Mais dans la mesure où une « Métaphysique de Patmos » est une refonte apocalyptique de la analogie entis, c’est toujours déjà un analogia libertatis. Son objet formel est un concentré réduction dans le mysterium de la libre acceptation ou du rejet par la créature de l’être en tant que don. Le premier sens non fondamental d’une “Métaphysique de Patmos” est toujours dramatisé parce que notre être créé n’existe que dans l’ordre transcanadien concret du péché et de la grâce. Comme le dit Przywara: « le correctement Chrétien la perspective a le dernier mot: car il n’y a qu’un seul ordre concret entre Dieu et la créature dans ce monde existant concrètement: l’ordre entre le péché originel en Adam et la rédemption en Christ, le crucifié.”[6] La philosophie n’existe que dans les rayons convertis du Mysterium Crucis ou dans la naissance tragique et continue de la mysterium iniquitatis. La philosophie existe soit sous l’enseigne de la décret ou sous l’enseigne de la non serviam.

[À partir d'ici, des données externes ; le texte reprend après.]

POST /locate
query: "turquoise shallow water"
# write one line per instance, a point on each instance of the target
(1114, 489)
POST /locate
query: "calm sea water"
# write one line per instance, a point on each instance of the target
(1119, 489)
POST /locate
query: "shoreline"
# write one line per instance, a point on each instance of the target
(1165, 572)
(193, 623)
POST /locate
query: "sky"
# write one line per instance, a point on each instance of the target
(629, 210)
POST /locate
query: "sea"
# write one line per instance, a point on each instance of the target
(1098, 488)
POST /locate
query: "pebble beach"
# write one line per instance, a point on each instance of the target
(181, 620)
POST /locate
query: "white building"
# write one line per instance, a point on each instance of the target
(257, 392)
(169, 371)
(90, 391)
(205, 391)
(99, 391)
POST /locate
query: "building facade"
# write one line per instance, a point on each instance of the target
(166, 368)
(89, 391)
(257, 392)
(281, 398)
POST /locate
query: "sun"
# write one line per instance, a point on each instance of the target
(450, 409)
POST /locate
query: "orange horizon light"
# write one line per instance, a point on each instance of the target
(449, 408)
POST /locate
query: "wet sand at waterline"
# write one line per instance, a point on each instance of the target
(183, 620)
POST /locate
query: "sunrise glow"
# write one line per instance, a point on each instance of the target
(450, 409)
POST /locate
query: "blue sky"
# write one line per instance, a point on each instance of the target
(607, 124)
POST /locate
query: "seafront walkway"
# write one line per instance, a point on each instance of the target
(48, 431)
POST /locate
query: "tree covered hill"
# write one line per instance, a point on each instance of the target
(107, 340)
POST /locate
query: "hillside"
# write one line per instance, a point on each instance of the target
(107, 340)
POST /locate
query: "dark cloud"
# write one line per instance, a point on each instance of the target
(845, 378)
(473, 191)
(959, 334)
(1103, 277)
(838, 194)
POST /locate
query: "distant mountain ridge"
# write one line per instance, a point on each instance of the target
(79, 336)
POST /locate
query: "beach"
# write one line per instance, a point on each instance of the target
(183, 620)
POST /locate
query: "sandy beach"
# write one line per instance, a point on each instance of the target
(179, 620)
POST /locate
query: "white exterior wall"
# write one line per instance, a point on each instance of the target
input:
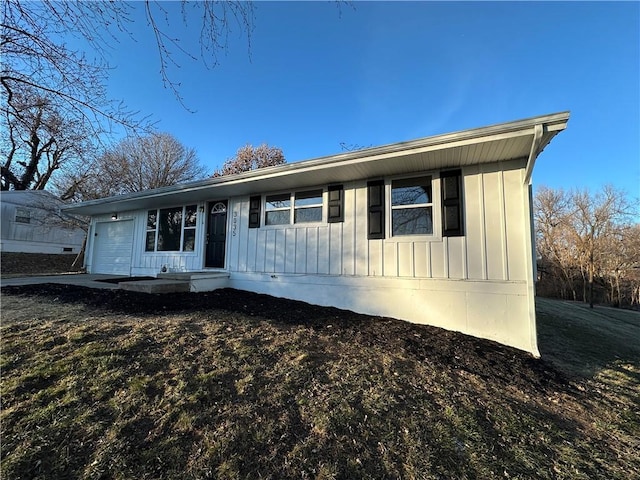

C’est pourquoi le Prologue de Jean passe si rapidement de l’énoncé créatif de la Parole au drame des ténèbres du refus de l’humanité. Une « Métaphysique de Patmos » soutient, avec Erik Peterson, que la révélation du Christ abolit la neutralité épistémologique et métaphysique.[7] C’est un style final de métaphysique théologiquement incliné et informé dont l’objet formel de l’être créé est toujours déjà refondu de manière apocalyptique à partir de la fin dramatique et surnaturelle de la créature. C’est son double sens de non-fondement. Dans cette refonte apocalyptique de la analogie entis, métaphysique—post Christum natum– c’est seulement en réponse à l’actualité de la révélation chrétienne. L’objet formel dramatisé d’une “Métaphysique de Patmos” ne peut se mesurer qu’à la mort du Verbe créateur charnel sur la Croix.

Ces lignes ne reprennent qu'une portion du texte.